Here are the most important things you need to know about the tour:
- Wear comfortable shoes.
- Arrive semi-hungry. You’re going to try small portions of a lot of food.
- Don’t worry if it rains – the tour guide will provide umbrellas.
- Tip your guide
- Seriously, don’t come in your Louboutins.
Here’s why we enjoyed the Design District tour so much:
St. Roch Market
Before we launch into hysterics over the falafel – and that’s coming, don’t worry – know that the tour starts upstairs at St. Roch Market. The upscale food hall, a test kitchen for some of Miami’s best chefs, features 12 vendors. We tried samples from Dal Plin (Italian); Itamae (sushi); Tran Am (Vietnamese) and Jaffa (Israeli). We are considering having our ashes sprinkled at Dal Plin, we love it so much, but don’t tell anybody.

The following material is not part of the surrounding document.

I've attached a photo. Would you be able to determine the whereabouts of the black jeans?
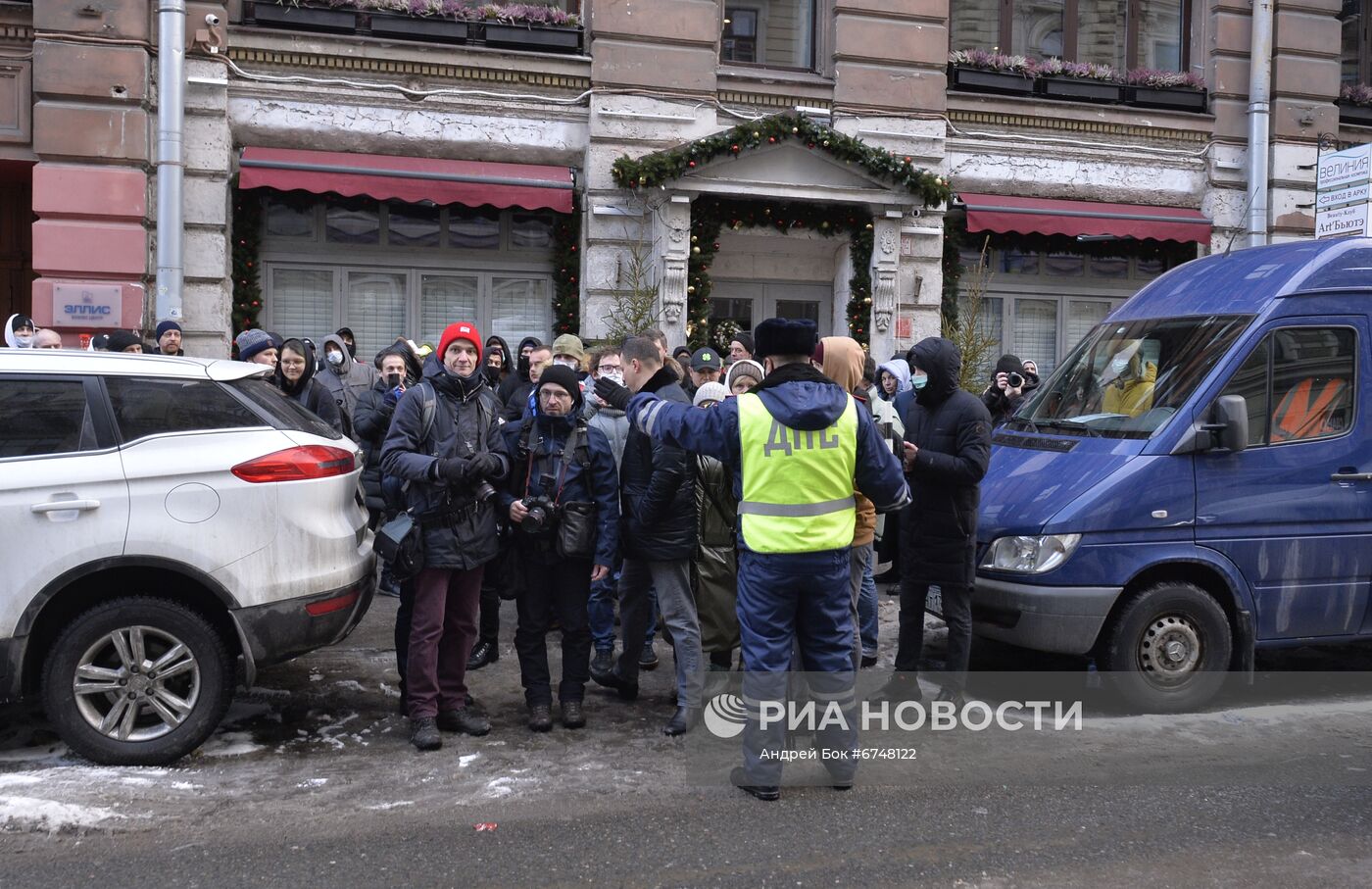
[514,559,591,705]
[896,579,971,691]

Then the fabulous folks at Coop (Southern cooking) spotted our group and came bustling over with a basket of chicken bites that tasted like heaven itself had brined and fried them. This is what they eat in The Good Place.
Now, about that falafel, served on a sea of tahini. Our new goal in life is to find better falafel somewhere in Miami, even though we know this is impossible. These crunchy nuggets were the best we ever had.
Next, we went upstairs to investigate Abaco Premium Wines, a wine shop that hosts tastings. Tour guide Mirka Roch Harris shows you exactly how happy you will be to get out of the sun and sample a cold glass of 2016 AM2 rose from Sonoma, California.
Along the rout you’ll see some of the Design District’s notable art, including this fiberglass sculpture of architect Le Corbusier by French artist Xavier Veilhan.
It has been maybe 30 minutes since you’ve eaten anything. My God. So back downstairs to Gloria and Emilio Estefan’s restaurant. Estefan Kitchen makes the wait worthwhile by serving you a perfectly balanced flavor explosion: expertly seasoned pork, mashed yucca and plantains, along with a generous pour of red or white wine.
Hope you saved room, because now it’s time to stroll past Hermes and Fendi and try a taco. Because you haven’t had enough food yet.
The final stop is MadLab Creamery, the informal and adorable dessert mecca by Soraya Kilgore. You finish your day with a cup of ice cream or sorbet, in our case Ecuadorian chocolate. Because Ecuadorian chocolate! The Japanese cheesecake will definitely lure us back.
Design District Food Tour
What: Five stops and a short walking tour around the Design District; meets upstairs at St. Roch Market. Reservations a must.